I breathed steadily. I wasn’t interested in being shown up by this cretin of a human but I also didn’t want to put on a show for these greedy, balding men. I lowered myself into the chair then felt her nails dig into my arm. I jerked my head up to see her nod towards an empty chair next to Bertie Barrington.

I narrowed my eyes. What was she playing at?

“That’s the Caretaker’s chair you’ve assumed as your own,” Miles said in a voice filled with glee.

Iris quirked a smile and my stomach plundered into my bowels. What the fuck was going on? I stood and towered over the slight, elderly women standing before me.

“What the hell is a Caretaker?” I asked the room.

Iris slid into the huge chair, almost disappearing into it, then she pierced me with sharp, triumphant eyes.

“Will someone answer me?” I demanded.

Iris’s top lip curled in a grimace. “Sit down, son.”

I walked around the back of my newly designated chair and gripped it with white knuckles. I don’t know how much angry heat was rolling off me but Bertie moved his chair as far away as he could.

“Tell me what’s going on,” I said directly to Iris. “If you want me to assume this position, I need to know what I’ve walked into.”

She blinked and shrugged her pointed shoulders. “You are Chairman of the Consortium now, Rupert. But that doesn’t mean you get the final say in everything.” She paused to let her words sink in, then delivered the final blow. “I do.”

I almost laughed out loud. “What do you mean you get the final say? You’ve never been involved with this organisation.”

Her face was dead straight. “I’ve been involved since your grandfather created this role especially for me.”

My heart rate picked up as I realised she wasn’t bluffing. “I don’t understand.”

She rested her hands on the table and pursed her lips. “Peregrine didn’t trust his own two sons with the responsibility of a whole island. He always thought they were too soft.” She arched a brow to punctuate the point. “And he was right. As younger men, they both put on a good front, but they were too weak, too blinded by greed.”

That didn’t sound like Aro to me. “And you weren’t?” I asked.

She shifted in her seat, not at all abashed by her explanation. “I was always far more driven by power. And Peregrine knew better than anyone that power is a far greater asset to have than money.”
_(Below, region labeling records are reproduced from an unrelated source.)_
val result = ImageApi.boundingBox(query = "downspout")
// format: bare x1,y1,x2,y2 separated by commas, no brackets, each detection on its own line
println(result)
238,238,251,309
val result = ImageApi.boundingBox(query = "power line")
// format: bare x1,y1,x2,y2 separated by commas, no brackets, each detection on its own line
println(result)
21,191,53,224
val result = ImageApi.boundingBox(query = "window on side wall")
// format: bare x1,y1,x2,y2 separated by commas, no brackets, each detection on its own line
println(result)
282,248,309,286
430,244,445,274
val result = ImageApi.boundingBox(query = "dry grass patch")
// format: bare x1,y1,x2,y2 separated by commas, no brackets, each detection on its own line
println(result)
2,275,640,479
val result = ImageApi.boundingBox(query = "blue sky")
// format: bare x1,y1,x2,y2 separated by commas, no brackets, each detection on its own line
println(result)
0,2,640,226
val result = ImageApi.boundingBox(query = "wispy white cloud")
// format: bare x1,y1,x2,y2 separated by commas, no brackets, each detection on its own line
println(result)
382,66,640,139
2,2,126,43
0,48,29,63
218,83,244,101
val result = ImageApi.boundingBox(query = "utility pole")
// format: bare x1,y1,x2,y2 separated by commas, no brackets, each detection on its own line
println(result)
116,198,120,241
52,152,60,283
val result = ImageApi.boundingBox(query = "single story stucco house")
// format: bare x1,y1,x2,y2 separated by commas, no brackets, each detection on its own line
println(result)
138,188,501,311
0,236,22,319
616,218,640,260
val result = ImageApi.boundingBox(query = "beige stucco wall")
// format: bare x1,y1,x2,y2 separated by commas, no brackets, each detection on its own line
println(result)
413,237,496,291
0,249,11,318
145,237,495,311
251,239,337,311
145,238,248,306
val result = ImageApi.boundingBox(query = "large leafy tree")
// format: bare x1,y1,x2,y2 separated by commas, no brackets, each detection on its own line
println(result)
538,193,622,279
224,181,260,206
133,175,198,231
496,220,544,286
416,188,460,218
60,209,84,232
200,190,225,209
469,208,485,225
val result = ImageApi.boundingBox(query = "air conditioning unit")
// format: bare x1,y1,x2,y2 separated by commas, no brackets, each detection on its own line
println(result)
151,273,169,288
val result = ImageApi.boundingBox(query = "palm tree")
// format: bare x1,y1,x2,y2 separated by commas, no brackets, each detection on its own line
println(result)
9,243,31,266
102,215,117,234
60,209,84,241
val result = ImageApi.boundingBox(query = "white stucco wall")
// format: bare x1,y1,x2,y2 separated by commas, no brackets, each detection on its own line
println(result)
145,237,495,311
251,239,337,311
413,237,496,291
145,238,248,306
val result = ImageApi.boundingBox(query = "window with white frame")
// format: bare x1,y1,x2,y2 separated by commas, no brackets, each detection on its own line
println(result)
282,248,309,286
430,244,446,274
“So, do you decide which families are in and out? Of the Consortium?”

“I have the final say, yes.”

“And which businesses are supported, how people get on and off the island?”

“Yes, Rupert.”

“And the capped wages for the rest of the island.”

“We don’t stay rich by giving our money away, son.”

“Wait…” my heart skipped a beat. “The marriages?”

“One of my better ideas,” she said, blinking her fake eyelashes at me.

I glanced around the table. None of the people sitting around it looked like this was news to them. In fact, the more I thought about it, the more I realised I’d never once seen a Consortium member dismiss Iris in the way they dismissed the other wives on the island. Sinclair would say dismissive things behind her back to me, Hector and Ossian, but in light of this, it was more to stroke his own ego by elevating himself. When truthfully, he lived in Iris’s shadow. What saddened me the most was that Aro would have known this all along, and he hadn’t breathed a word. In all fairness, there had been a lot of new information flying about - Sinclair and Ossian’s deaths, Dax and Roses’s baby, and not least the revelation that Hector and I were not Thorns after all.